Ordinanza di Cassazione Civile Sez. 1 Num. 28058 Anno 2023
Civile Ord. Sez. 1 Num. 28058 Anno 2023
Presidente: COGNOME NOME
Relatore: COGNOME NOME
Data pubblicazione: 05/10/2023
ORDINANZA
sul ricorso iscritto al n. 14674/2017 R.G. proposto da :
COGNOME NOME, in proprio e quale successore universale di COGNOME NOME, elettivamente domiciliato in INDIRIZZO presso lo RAGIONE_SOCIALE e rappresentato e difeso dall’avvocato NOME (CODICE_FISCALE), come da procura speciale in atti.
-ricorrente-
contro
RAGIONE_SOCIALE, in persona del Sindaco p.t., elettivamente domiciliato in INDIRIZZO presso lo studio dell’avvocato COGNOME NOME (CODICE_FISCALE) –RAGIONE_SOCIALE, che lo rappresenta e difende, come da procura speciale in atti.
-controricorrente-
Avverso la SENTENZA della CORTE D’APPELLO di FIRENZE n. 591/2017 depositata il 17/03/2017. Udita la relazione svolta nella camera di consiglio del 21/09/2023 dal
Consigliere NOME COGNOME.
RILEVATO CHE:
1.Nell’ambito di un giudizio di opposizione alla stima dell’indennità definitiva di espropriazione promosso sin dal 1994 da NOME COGNOME e poi proseguito da NOME COGNOME, quale suo erede universale, la Corte di Cassazione con la sentenza n.25718/2011, su ricorso proposto da Comune RAGIONE_SOCIALE Pistoia, cassò la sentenza della Corte di appello di Firenze del 18/7/2008 con rinvio in ordine alla determinazione della indennità di espropriazione spettante a NOME COGNOME, per appezzamenti di terreno espropriati con decreto del 28 agosto 1995, siti in Pistoia, località Erbosa, foglio di mappa n.240, particelle 343 di mq. 13.100, 221 di mq 240 e 81 di mq 6.410.

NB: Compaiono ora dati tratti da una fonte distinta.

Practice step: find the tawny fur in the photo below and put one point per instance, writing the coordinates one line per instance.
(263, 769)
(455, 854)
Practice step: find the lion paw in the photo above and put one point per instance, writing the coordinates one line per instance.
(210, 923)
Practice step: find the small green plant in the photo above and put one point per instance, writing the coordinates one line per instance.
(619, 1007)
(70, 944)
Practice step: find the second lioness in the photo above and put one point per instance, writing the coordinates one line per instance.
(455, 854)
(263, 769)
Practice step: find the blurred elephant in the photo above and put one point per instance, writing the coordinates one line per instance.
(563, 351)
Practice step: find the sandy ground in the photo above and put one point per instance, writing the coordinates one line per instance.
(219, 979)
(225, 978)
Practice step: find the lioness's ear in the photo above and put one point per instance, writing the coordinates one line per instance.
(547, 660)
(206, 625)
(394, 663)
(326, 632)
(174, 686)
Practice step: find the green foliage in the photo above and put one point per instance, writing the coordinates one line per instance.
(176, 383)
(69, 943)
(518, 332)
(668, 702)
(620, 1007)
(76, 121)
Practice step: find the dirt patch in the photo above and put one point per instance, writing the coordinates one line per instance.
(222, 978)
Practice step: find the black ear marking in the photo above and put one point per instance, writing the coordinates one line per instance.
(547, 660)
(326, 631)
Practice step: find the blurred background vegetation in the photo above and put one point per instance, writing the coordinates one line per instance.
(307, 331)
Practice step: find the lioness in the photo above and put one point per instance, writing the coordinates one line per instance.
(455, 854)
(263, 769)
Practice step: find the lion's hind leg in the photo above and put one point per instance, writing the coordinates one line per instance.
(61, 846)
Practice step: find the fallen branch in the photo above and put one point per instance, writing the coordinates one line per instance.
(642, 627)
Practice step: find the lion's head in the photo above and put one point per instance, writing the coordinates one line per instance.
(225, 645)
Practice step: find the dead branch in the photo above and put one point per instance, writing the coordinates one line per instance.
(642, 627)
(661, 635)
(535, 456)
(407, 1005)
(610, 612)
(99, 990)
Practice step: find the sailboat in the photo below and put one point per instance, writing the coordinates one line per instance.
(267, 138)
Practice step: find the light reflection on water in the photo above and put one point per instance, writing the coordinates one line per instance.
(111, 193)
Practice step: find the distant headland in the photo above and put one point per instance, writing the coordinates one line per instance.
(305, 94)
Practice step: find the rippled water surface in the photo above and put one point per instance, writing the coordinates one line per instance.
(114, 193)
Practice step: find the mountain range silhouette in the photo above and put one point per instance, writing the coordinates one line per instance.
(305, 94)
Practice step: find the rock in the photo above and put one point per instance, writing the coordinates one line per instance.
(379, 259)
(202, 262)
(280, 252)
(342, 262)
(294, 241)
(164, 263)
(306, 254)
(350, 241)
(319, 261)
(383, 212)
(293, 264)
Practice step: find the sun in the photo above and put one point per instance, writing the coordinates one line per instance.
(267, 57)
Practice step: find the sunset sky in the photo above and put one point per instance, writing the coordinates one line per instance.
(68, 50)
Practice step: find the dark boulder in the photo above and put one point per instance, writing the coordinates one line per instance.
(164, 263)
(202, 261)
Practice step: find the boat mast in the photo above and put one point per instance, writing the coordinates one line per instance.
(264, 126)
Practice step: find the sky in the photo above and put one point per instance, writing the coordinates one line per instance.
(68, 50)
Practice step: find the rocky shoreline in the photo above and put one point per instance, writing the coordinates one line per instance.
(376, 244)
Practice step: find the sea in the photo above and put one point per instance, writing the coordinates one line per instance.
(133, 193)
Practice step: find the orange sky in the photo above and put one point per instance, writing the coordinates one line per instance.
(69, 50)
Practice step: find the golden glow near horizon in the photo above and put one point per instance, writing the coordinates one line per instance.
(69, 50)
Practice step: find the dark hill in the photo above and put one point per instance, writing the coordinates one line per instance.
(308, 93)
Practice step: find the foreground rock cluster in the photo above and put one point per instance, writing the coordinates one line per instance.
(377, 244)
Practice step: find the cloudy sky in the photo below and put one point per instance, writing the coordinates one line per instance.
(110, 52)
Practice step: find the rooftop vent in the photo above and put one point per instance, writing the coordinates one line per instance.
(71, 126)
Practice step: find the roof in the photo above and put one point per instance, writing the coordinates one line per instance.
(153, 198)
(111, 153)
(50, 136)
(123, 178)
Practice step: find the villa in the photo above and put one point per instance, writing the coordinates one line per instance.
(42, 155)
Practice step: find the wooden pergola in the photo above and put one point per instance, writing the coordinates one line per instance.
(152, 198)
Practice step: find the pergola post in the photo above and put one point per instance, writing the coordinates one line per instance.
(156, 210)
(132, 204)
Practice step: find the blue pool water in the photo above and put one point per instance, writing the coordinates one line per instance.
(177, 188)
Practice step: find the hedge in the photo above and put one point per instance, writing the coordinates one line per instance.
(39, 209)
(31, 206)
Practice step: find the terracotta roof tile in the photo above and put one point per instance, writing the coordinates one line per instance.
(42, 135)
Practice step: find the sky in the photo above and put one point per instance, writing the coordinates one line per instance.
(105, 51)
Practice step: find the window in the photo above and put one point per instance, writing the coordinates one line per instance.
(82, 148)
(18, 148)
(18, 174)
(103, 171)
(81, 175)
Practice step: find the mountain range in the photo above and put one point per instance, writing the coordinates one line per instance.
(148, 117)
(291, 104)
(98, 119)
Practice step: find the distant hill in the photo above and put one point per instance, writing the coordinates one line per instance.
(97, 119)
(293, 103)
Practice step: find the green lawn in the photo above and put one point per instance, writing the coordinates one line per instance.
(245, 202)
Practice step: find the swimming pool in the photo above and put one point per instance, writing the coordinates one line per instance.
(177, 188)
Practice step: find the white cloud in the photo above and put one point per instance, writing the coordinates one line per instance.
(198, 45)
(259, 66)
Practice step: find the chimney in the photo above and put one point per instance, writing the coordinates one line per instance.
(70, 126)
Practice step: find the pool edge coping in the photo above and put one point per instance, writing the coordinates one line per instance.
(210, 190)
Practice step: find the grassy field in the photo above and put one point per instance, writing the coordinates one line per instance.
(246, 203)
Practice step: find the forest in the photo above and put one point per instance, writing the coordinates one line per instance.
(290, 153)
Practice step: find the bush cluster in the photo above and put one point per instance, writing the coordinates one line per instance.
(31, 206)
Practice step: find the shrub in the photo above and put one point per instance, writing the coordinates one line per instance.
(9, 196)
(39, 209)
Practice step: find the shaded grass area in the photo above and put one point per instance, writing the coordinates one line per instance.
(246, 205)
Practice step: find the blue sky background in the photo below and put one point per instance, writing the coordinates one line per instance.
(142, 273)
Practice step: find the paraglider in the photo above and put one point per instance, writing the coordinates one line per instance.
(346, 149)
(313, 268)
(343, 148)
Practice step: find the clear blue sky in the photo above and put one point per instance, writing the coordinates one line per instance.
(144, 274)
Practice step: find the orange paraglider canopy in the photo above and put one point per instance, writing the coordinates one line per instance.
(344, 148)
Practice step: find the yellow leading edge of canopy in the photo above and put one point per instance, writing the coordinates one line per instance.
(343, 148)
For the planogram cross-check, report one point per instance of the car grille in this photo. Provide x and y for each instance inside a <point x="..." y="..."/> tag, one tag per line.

La Corte di merito in sede di rinvio, dopo avere sinteticamente puntualizzato, alla luce del dictum della Cassazione, di dover determinare l’indennità di espropriazione secondo il criterio del valore venale previsto dall’art.39 della legge n.2359/1865, tenendo conto delle effettive possibilità legali di edificazione derivanti dall’inclusione dell’area in un pr ogramma di insediamenti produttivi (PIP) e di avere disposto CTU all’uopo, ha recepito le conclusioni rassegnate dal Consulente all’esito della stima eseguita seguendo il metodo sintetico-comparativo, disattese le critiche e gli argomenti contrari svolti d all’espropriato, ed ha determinato l’indennità dovuta in euro 424.455,00=, disponendone il deposito, con gli interessi al tasso legale dal 28/8/1995, presso Cassa Depositi e Presiti, detratte le somme eventualmente già versate.

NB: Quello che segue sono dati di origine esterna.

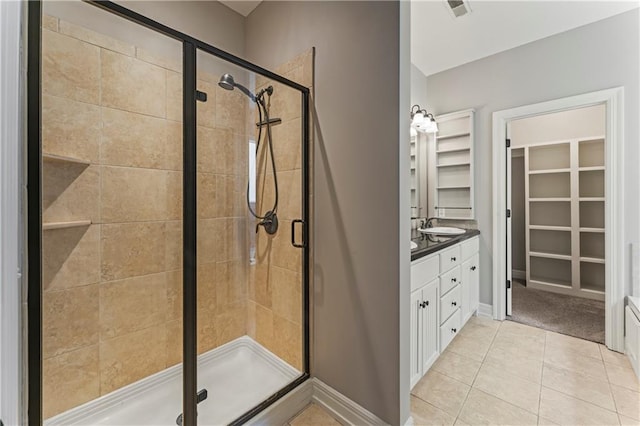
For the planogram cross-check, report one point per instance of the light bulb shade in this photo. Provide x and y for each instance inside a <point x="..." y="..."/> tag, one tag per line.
<point x="417" y="120"/>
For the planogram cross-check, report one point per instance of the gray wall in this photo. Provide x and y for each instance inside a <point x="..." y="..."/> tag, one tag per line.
<point x="518" y="244"/>
<point x="356" y="188"/>
<point x="598" y="56"/>
<point x="208" y="21"/>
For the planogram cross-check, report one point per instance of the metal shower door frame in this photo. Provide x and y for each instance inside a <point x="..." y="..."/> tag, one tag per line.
<point x="34" y="215"/>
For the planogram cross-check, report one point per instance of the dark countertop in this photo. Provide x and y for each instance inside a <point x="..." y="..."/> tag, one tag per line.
<point x="428" y="244"/>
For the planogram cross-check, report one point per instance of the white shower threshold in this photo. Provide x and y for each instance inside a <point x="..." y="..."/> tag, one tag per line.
<point x="238" y="376"/>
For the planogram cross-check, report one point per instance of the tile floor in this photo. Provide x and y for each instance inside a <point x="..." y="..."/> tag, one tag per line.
<point x="509" y="373"/>
<point x="313" y="415"/>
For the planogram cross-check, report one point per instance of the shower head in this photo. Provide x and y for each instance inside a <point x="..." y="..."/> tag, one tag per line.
<point x="227" y="82"/>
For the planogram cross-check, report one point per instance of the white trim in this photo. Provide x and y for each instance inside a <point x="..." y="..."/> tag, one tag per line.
<point x="614" y="210"/>
<point x="314" y="390"/>
<point x="485" y="310"/>
<point x="344" y="409"/>
<point x="11" y="388"/>
<point x="518" y="274"/>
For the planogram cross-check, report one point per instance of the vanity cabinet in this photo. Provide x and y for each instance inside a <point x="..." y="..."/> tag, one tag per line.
<point x="444" y="295"/>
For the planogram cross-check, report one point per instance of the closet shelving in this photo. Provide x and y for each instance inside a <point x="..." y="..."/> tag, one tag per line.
<point x="454" y="166"/>
<point x="564" y="188"/>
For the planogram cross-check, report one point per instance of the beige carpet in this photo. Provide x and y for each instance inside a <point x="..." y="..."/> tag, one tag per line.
<point x="574" y="316"/>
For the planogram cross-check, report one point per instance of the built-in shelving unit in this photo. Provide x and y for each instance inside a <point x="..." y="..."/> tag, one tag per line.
<point x="564" y="189"/>
<point x="454" y="166"/>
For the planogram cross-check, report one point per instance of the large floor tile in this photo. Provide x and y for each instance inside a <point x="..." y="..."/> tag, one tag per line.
<point x="567" y="410"/>
<point x="613" y="357"/>
<point x="521" y="366"/>
<point x="622" y="376"/>
<point x="627" y="402"/>
<point x="515" y="347"/>
<point x="424" y="413"/>
<point x="457" y="366"/>
<point x="484" y="409"/>
<point x="512" y="389"/>
<point x="578" y="385"/>
<point x="579" y="346"/>
<point x="469" y="347"/>
<point x="442" y="391"/>
<point x="313" y="415"/>
<point x="569" y="360"/>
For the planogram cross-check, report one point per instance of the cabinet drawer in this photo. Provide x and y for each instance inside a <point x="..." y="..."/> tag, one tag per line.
<point x="449" y="280"/>
<point x="449" y="303"/>
<point x="449" y="258"/>
<point x="469" y="248"/>
<point x="423" y="271"/>
<point x="449" y="329"/>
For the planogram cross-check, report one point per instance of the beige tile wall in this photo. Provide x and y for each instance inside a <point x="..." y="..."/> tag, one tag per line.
<point x="113" y="289"/>
<point x="275" y="283"/>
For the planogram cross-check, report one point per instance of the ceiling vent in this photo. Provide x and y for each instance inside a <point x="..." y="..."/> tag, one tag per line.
<point x="458" y="8"/>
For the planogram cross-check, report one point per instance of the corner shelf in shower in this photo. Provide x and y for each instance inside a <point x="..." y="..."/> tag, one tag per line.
<point x="52" y="158"/>
<point x="47" y="226"/>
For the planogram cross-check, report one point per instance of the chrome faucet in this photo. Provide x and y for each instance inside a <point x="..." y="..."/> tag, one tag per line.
<point x="427" y="223"/>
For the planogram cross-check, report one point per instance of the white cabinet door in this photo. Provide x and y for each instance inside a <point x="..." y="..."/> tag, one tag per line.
<point x="466" y="283"/>
<point x="415" y="338"/>
<point x="429" y="312"/>
<point x="474" y="287"/>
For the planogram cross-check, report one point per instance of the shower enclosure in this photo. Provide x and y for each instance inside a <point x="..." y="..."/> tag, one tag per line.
<point x="167" y="223"/>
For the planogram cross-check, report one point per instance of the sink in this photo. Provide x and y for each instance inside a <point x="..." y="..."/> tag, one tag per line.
<point x="442" y="230"/>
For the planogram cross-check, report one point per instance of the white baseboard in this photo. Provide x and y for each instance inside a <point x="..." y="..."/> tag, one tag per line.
<point x="518" y="274"/>
<point x="346" y="411"/>
<point x="341" y="408"/>
<point x="485" y="310"/>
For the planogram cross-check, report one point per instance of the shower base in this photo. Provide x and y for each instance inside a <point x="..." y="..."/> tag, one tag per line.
<point x="237" y="376"/>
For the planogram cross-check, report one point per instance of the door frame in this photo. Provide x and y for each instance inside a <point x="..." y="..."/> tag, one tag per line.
<point x="613" y="99"/>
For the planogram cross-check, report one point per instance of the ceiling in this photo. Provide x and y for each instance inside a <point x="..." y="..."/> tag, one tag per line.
<point x="440" y="42"/>
<point x="243" y="7"/>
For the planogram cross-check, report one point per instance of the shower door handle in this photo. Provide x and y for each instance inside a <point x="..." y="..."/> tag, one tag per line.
<point x="293" y="234"/>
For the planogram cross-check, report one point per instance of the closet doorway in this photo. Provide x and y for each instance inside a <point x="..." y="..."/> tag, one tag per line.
<point x="557" y="222"/>
<point x="614" y="245"/>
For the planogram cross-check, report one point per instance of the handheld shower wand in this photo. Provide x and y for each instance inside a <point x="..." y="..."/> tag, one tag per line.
<point x="270" y="219"/>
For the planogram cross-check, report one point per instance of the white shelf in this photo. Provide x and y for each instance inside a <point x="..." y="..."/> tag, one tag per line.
<point x="454" y="164"/>
<point x="596" y="230"/>
<point x="545" y="200"/>
<point x="592" y="260"/>
<point x="550" y="255"/>
<point x="542" y="172"/>
<point x="452" y="150"/>
<point x="550" y="228"/>
<point x="453" y="135"/>
<point x="52" y="158"/>
<point x="63" y="225"/>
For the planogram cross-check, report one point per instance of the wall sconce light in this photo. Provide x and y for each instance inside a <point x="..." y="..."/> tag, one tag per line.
<point x="423" y="121"/>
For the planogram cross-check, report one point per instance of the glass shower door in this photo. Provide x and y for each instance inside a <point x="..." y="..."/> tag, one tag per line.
<point x="250" y="321"/>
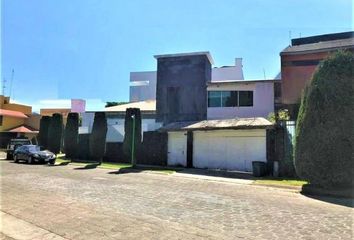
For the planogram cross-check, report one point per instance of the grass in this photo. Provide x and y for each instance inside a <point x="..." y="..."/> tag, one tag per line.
<point x="281" y="182"/>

NOME COGNOME ha proposto ricorso per la cassazione della sentenza depositata il 17/7/2017 con quattro mezzi, illustrati con memorie. Il Comune di Pistoia ha replicato con controricorso e memorie.
CONSIDERATO CHE:
2.- Nel ricorso sono svolti i seguenti motivi:
I) Violazione e falsa applicazione degli artt. 7 e 11 delle NTA del PRG del Comune di Pistoia adottato con delibera del Consiglio Comunale n.723 del 27/7/1983 e approvato con delibera della Giunta Regionale Toscana n.10795 del 14/10/1985, dell’art.27 della legge n. 865/ 1971 e dell’art.13 della legge n.1150/1942 in relazione agli artt. 32 e 37 del d.P.R. n.327/2001.

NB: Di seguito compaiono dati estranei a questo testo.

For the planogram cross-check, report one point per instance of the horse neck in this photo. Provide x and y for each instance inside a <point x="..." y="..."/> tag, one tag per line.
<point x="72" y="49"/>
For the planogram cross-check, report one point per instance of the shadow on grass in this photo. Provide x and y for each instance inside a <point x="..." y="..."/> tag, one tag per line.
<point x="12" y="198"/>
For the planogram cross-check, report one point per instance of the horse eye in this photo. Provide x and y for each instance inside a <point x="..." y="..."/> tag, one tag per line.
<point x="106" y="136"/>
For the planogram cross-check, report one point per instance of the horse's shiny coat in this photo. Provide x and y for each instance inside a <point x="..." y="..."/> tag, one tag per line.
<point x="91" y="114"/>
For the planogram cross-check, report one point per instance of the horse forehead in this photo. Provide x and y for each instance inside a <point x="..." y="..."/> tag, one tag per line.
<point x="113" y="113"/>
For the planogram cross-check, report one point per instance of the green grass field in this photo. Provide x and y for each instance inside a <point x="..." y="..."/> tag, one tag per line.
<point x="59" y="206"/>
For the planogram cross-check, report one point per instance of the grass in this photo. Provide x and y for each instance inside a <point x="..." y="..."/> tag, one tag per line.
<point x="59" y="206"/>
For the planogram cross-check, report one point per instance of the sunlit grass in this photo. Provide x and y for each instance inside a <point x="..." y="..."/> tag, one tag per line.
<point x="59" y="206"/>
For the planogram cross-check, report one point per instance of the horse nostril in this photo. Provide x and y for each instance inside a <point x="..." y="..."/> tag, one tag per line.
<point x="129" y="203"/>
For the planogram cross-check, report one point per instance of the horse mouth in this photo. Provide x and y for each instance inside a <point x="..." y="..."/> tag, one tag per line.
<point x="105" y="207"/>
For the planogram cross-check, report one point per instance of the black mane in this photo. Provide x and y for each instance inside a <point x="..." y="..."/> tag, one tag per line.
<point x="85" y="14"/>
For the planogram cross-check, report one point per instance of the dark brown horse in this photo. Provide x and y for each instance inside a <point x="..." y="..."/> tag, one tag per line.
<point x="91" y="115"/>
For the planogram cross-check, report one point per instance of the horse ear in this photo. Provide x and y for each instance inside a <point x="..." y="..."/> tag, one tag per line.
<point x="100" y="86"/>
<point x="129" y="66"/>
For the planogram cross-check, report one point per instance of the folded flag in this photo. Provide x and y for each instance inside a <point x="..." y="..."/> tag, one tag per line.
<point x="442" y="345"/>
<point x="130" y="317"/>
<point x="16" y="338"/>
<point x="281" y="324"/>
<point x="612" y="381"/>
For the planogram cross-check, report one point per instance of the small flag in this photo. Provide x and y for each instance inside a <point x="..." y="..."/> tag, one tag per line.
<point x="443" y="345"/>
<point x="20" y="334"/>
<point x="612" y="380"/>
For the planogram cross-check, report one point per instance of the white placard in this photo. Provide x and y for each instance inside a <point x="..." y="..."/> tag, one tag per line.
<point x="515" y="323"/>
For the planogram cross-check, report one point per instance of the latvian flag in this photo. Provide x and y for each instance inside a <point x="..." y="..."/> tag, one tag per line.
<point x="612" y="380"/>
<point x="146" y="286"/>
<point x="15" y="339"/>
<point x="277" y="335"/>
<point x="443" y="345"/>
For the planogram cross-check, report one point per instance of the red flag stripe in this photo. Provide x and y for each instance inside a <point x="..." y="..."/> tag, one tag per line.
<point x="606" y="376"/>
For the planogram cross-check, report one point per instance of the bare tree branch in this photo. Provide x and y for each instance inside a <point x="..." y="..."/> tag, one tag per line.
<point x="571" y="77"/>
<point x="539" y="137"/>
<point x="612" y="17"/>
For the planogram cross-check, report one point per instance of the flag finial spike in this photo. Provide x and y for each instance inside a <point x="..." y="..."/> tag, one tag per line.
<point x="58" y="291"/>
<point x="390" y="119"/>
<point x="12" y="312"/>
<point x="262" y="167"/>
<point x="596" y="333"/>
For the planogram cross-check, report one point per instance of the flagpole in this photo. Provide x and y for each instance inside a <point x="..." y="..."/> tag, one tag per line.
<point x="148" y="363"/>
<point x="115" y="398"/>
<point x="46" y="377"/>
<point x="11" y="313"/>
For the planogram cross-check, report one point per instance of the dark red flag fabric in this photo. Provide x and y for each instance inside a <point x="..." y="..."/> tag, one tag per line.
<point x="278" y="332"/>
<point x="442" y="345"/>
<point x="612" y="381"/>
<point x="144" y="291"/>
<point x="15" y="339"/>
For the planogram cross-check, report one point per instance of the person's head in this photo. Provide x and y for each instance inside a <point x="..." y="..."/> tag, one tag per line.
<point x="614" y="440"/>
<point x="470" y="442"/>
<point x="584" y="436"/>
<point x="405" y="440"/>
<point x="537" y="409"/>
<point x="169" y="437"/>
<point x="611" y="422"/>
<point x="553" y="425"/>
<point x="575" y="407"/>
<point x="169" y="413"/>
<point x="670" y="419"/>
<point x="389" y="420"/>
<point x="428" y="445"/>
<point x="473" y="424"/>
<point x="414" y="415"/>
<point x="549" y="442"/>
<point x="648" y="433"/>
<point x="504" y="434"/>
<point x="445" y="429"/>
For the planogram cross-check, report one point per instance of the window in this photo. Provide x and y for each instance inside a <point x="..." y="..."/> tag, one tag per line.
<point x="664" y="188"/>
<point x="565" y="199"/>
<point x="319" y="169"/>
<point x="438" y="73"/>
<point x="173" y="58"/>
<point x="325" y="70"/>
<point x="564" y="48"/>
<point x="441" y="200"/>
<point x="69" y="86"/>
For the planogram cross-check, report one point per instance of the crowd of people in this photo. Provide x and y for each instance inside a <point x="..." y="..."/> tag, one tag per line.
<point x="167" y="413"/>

Il ricorrente sostiene che la sentenza impugnata è illegittima laddove la Corte di merito ha ritenuto corretta la quantificazione della superficie lorda edifi cabile nell’intero comparto nella misura individuata dal CTU di mq 7.176, rispetto a quella stimata dal CTP in mq. 8.252 sulla base della -a dire del ricorrente – corretta applicazione della superficie aggiuntiva del 15% prevista dall’art.7 della NTA del PRG Comunale per il potenziamento dei servizi generali collettivi in caso di nuove costruzioni; il ricorrente sostiene che i principi espressi da Cass. n. 22990/2014 ed applicati dalla Corte di merito non siano confacenti alla fattispecie in esame in quanto -a suo dire (fol.11 del ric.) -il PIP approvato dal Comune di Pistoia con delibera consiliare n.974 del 20/7/1989 non aveva avuto effetto di variante della disciplina urbanistica di zona prevista dall’allora vigente PRG, atteso che già con Variante al PRG approvata dalla Regione Toscana con delibera di Giunta n.10795 del 14/10/1985 l’Amministrazione comunale aveva ricompreso le aree oggetto di esproprio all’interno della delimitazione delle aree per l’insediamento della grande distribuzione prevedendo per l’attuazione delle stesse gli specifici indici di fabbricabilità, i quali poi erano stati recepiti nel PIP nel luglio 1989.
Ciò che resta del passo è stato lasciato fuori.